Siang ini, ketika mendengar suara adzan sholat Dzuhur. Dalam hati sempat berfikir tentang bagaimana asal muasal bedug yang bisa berada di kebanyakan tempat-tempat ibadah umat muslim di Indonesia. Dari mana bedug berasal dan siapakah yang memperkenalkannya hingga masuk ke ranah nusantara hingga kini?

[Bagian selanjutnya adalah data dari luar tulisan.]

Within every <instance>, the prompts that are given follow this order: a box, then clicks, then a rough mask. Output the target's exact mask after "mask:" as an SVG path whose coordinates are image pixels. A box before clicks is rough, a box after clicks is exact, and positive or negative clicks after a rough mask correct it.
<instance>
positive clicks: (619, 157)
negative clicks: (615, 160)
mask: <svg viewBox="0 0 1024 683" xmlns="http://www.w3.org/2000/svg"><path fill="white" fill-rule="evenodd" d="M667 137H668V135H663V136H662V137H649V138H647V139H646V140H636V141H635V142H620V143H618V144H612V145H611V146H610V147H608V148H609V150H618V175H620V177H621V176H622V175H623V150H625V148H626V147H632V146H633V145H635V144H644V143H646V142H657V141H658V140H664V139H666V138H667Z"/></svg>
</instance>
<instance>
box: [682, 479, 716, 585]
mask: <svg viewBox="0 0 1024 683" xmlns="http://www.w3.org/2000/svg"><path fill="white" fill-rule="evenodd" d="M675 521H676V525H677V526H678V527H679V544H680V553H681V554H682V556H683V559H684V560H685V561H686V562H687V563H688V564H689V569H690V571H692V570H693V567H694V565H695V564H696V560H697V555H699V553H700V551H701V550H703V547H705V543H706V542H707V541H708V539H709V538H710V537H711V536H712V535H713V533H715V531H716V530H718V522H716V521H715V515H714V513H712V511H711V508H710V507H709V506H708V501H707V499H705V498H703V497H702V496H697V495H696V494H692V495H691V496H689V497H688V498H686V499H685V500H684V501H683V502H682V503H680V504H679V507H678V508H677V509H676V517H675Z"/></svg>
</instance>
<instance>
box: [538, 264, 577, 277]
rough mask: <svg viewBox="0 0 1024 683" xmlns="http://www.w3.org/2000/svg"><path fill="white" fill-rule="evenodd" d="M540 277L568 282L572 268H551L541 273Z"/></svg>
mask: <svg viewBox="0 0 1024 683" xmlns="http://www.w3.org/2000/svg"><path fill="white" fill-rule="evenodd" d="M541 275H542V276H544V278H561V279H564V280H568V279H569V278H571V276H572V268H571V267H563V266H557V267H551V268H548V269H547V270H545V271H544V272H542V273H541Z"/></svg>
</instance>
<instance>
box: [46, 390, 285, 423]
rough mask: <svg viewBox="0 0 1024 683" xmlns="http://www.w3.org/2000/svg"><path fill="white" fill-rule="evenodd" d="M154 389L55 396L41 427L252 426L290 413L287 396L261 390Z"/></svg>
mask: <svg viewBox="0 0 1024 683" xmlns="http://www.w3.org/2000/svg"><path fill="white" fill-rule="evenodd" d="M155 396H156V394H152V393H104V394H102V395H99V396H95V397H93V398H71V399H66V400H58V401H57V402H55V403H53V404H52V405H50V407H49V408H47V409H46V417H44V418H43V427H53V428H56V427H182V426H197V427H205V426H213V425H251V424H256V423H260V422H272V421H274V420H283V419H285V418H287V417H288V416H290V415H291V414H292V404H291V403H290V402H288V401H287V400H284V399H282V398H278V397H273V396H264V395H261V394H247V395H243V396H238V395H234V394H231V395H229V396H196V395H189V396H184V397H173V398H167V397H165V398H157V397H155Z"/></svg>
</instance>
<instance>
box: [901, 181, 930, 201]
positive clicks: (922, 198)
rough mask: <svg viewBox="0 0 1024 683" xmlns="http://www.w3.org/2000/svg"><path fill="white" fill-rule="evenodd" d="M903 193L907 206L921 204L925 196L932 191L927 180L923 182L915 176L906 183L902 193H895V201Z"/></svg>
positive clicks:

Bedug sebenarnya berasal dari India dan Cina. Berdasarkan legenda Cheng
Ho dari Cina, ketika Laksamana Cheng Ho datang ke Semarang pada tahun
1405,
mereka disambut baik oleh Raja Jawa pada masa itu. Kemudian, ketika
Cheng Ho hendak pergi, dan hendak memberikan hadiah, raja dari Semarang
mengatakan bahwa dirinya hanya ingin mendengarkan suara bedug dari
masjid. Sejak itulah, bedug kemudian menjadi bagian dari masjid, seperti
di negara Cina, Korea dan Jepang,
yang memposisikan bedug di kuil-kuil sebagai alat komunikasi ritual
keagamaan. Di Indonesia, sebuah bedug biasa dibunyikan untuk
pemberitahuan mengenai waktu salat atau sembahyang. Saat Orba berkuasa
bedug pernah dikeluarkan dari surau dan mesjid karena mengandung
unsur-unsur non-Islam. Bedug digantikan oleh pengeras suara. Hal itu
dilakukan oleh kaum Islam modernis, namun warga NU melakukan perlawanan
sehingga sampai sekarang dapat terlihat masih banyak masjid yang
mempertahankan bedug.
Bedug terbesar di dunia berada di dalam Masjid Darul Muttaqien, Purworejo. Bedug ini merupakan karya besar umat Islam yang pembuatannya diperintahkan oleh Adipati Tjokronagoro I, Bupati Purworejo pertama. dibuat pada tahun 1762 Jawa atau 1834 M. Dan diberi nama Kyai Begelan. Ukuran atau spesifikasi bedug ini adalah : Panjang 292 cm, keliling bagian depan 601 cm, keliling bagian belakang 564 cm, diameter bagian depan 194 cm, diameter bagian belakang 180 cm. Bagian yang ditabuh dari bedug ini dibuat dari kulit banteng. Bedug raksasa ini dirancang sebagai “sarana komunikasi” untuk mengundang jamaah hingga terdengar sejauh-jauhnya lewat tabuhan bedug sebagai tanda waktu salat menjelang adzan dikumandangkan.